Coming off a dismal loss and the news of two starting pitchers testing positive for COVID-19, the Yankees dusted themselves off and enjoyed a laugher, crushing the Orioles 13-1 on Tuesday night in The Bronx.
Led by two-hit nights from DJ LeMahieu, Anthony Rizzo, Giancarlo Stanton, Gary Sanchez and Gleyber Torres — after the entire lineup mustered just three total hits Monday — the offense exploded for a season-high in runs on 15 hits to provide Luis Gil plenty of cushion in his impressive MLB debut.
The 23-year-old Gil, called up earlier on Tuesday to start for the COVID-19-positive Gerrit Cole, hardly needed all the support, firing six shutout innings for a strong first impression. The right-hander gave up just four singles and a walk while striking out six on 88 pitches.
“To have Luis come up for the first time and really shine and embrace the moment, it was much-needed,” manager Aaron Boone said. “Through all this adversity that comes our way, it does create opportunities for other people to step up and contribute. We got some meaningful contributions from the guys that came up today.”
The Yankees (57-49) won for the sixth time in eight games — and 16 out of 24 — including a 4-1 mark since adding a trade-deadline haul headlined by Rizzo and Joey Gallo.
Tuesday was a rare blowout for the Yankees, keyed by a five-run third inning in which they knocked out Orioles starter Alexander Wells.
“It’s really having a great approach against a starter and trying to get him out early,” said Stanton, who went 2-for-5 with four RBIs, including a three-run homer in the fourth. “You get him out before five [innings], then the bullpen’s going to have a tough time containing us the rest of the way.”
On a day when they learned Jordan Montgomery would join Cole on the COVID-19 injured list, putting a dent in their rotation as they chase a playoff spot, the Yankees got nine innings from a trio of pitchers who were still in Triple-A on Monday night. Stephen Ridings and Brody Koerner joined Gil in making their MLB debuts Tuesday, with Ridings striking out three and Koerner tossing two innings to close out the win.
The Yankees gave Gil a lead to work with in the second inning on an RBI double by Torres before piling on in the third.

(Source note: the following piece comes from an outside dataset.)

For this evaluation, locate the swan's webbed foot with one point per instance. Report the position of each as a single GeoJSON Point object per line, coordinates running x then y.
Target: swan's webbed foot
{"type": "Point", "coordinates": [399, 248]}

Greg Allen got the rally started when he was hit by a pitch and came around to score on LeMahieu’s double to the gap. Rizzo came up next and continued to produce in his new uniform, lining a single up the middle. LeMahieu stopped at third but Cedric Mullins’ throw from center field hit second base, bouncing away to allow LeMahieu to score for the 3-0 lead.
After Aaron Judge singled, Stanton lined another single up the middle to plate Rizzo. Sanchez then roped a double to left field to make it 5-0 and chase Wells from the game.
Torres capped off the big inning with a sacrifice fly, which put the Yankees ahead 6-0.
After the Orioles scratched across a run in the top of the eighth off Koerner, the Yankees finished off the blowout with four runs in the bottom half. Tyler Wade ripped a two-run double, Rizzo grounded out to notch an RBI in his fifth straight game as a Yankee and Judge hit a solo homer.
“Just everyone having good at-bats up and down the order,” Boone said. “Then we were able to add on a little bit, which was nice to see. We haven’t had a lot of those lopsided games this year. It’s nice to have one of those guys.”